Jason Shoemark
- Born: Jason Shoemark 5 February 1980 (age 45) Whangārei, New Zealand
- Height: 1.83 m (6 ft 0 in)
- Weight: 112 kg (17 st 9 lb)

Rugby union career
- Position: Centre

Senior career
- Years: Team / Apps / (Points)
- 1999–2003: Northland / 37 / (25)
- 2002–2003: Blues / 6 / (5)
- 2004–2005: Otago / 14 / (10)
- 2005: Highlanders / 5 / (0)
- 2006–2010: Hawke’s Bay / 54 / (95)
- 2009–2010: Highlanders / 25 / (15)
- 2010–2014: Exeter Chiefs / 75 / (20)
- 2014: Hawke’s Bay / 10 / (0)
- 1999–20114: Total / 226 / (170)

= Jason Shoemark =

NZ rugby union player

Jason Shoemark (born 5 February 1981) is a professional rugby union player who last played as a centre for the Hawke's Bay in the ITM Cup.

==Playing career==

===New Zealand===

Shoemark made his provincial debut for Northland while still a teenager and quickly made a name for himself, emerging as a key player for the Taniwha. By 2002, he received a Super Rugby contract with the Blues, making 5 appearances and scoring a try. However, his opportunities were more limited with the Blues in 2003, as he was limited to just a single substitute appearance.

Looking to jumpstart his career, Shoemark moved south in 2004 to join Otago and the Highlanders. However, he never really hit form with Otago in two seasons with the province, and while he was included in the Highlanders squad for the 2005 Super 12 season, he made only 5 substitute appearances.

Shoemark moved back north in 2006, signing with Hawke's Bay, but was ruled out of the 2006 Air New Zealand Cup after suffering a serious neck injury. Back healthy the following year, Shoemark finally began to realize his potential, scoring 6 tries from 12 starts for the Magpies in the 2007 Air New Zealand Cup. After another stellar season in 2008 during which he scoring another 6 tries, he was called back into the Highlanders squad.

Shoemark's second stint with the Highlanders proved much more fruitful than the first, as he earned a starting spot with the club and played some of the finest rugby of his career. He started all 13 matches, scored 3 tries, and earned a call-up to the All Blacks later in the year.
In 2010, Shoemark wasn't able to maintain the level of form from the previous season, although he remained a reliable regular starter. He also served as a fill-in captain and also vice-captain.

Now serving as team captain, Shoemark continued his strong play for Hawke's Bay in the 2010 ITM Cup, and celebrated his 50th appearance for the club with a try in a win over Taranaki on 25 September.
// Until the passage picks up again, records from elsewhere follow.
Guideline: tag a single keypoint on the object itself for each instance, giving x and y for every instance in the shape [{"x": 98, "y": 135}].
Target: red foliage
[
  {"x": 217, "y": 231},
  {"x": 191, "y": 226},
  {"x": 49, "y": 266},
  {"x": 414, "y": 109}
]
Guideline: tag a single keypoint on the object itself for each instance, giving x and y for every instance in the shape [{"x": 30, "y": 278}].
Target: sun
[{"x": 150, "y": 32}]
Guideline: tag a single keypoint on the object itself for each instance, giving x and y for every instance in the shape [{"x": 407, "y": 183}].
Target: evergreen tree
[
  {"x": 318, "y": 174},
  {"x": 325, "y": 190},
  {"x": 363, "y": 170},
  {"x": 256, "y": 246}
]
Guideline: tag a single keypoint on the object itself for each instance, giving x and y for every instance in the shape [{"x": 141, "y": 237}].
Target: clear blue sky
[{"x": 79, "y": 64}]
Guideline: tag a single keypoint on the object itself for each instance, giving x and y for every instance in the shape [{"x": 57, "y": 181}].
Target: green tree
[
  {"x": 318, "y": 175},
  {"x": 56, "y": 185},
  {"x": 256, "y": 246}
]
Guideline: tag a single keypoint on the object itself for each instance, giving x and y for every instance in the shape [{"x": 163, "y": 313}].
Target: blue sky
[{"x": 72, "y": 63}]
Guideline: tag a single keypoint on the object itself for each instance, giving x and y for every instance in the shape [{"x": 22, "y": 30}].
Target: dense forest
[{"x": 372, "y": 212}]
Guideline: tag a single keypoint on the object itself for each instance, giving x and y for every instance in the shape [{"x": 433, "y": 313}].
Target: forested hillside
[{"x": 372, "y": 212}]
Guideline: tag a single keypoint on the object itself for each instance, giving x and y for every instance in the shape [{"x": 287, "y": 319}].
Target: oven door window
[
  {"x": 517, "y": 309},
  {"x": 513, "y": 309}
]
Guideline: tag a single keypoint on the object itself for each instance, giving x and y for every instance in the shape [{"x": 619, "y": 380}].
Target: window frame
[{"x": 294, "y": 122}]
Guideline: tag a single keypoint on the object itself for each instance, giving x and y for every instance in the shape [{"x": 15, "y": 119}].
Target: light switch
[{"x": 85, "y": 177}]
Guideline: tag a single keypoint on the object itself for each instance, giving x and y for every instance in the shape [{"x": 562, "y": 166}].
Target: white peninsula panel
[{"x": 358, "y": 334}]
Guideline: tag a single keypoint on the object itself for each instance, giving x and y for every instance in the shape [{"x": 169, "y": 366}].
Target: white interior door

Shoemark returned to Hawke's Bay for the 2014 ITM Cup, making 10 appearances for the Magpies.

===Exeter Chiefs===

On 15 July 2010 it was announced that he would be joining newly promoted Exeter Chiefs of the Aviva Premiership at the end of the ITM Cup campaign. Shoemark made 16 appearances for the Chiefs in his first season with the club, scoring one try.

After four seasons with Exeter, Shoemark returned to New Zealand following the 2013-14 campaign.

===International career===

In 2009 Shoemark was a late inclusion on the All Blacks European Tour, after Tamati Ellison was ruled out with ligament damage. However, he remains a 'nearly' All Black as he never took the field in a game.

===Family===

Jason Shoemark is married to wife Vanessa and has 4 kids, Jessica, Maddie, Hunter, and Olive Goodall.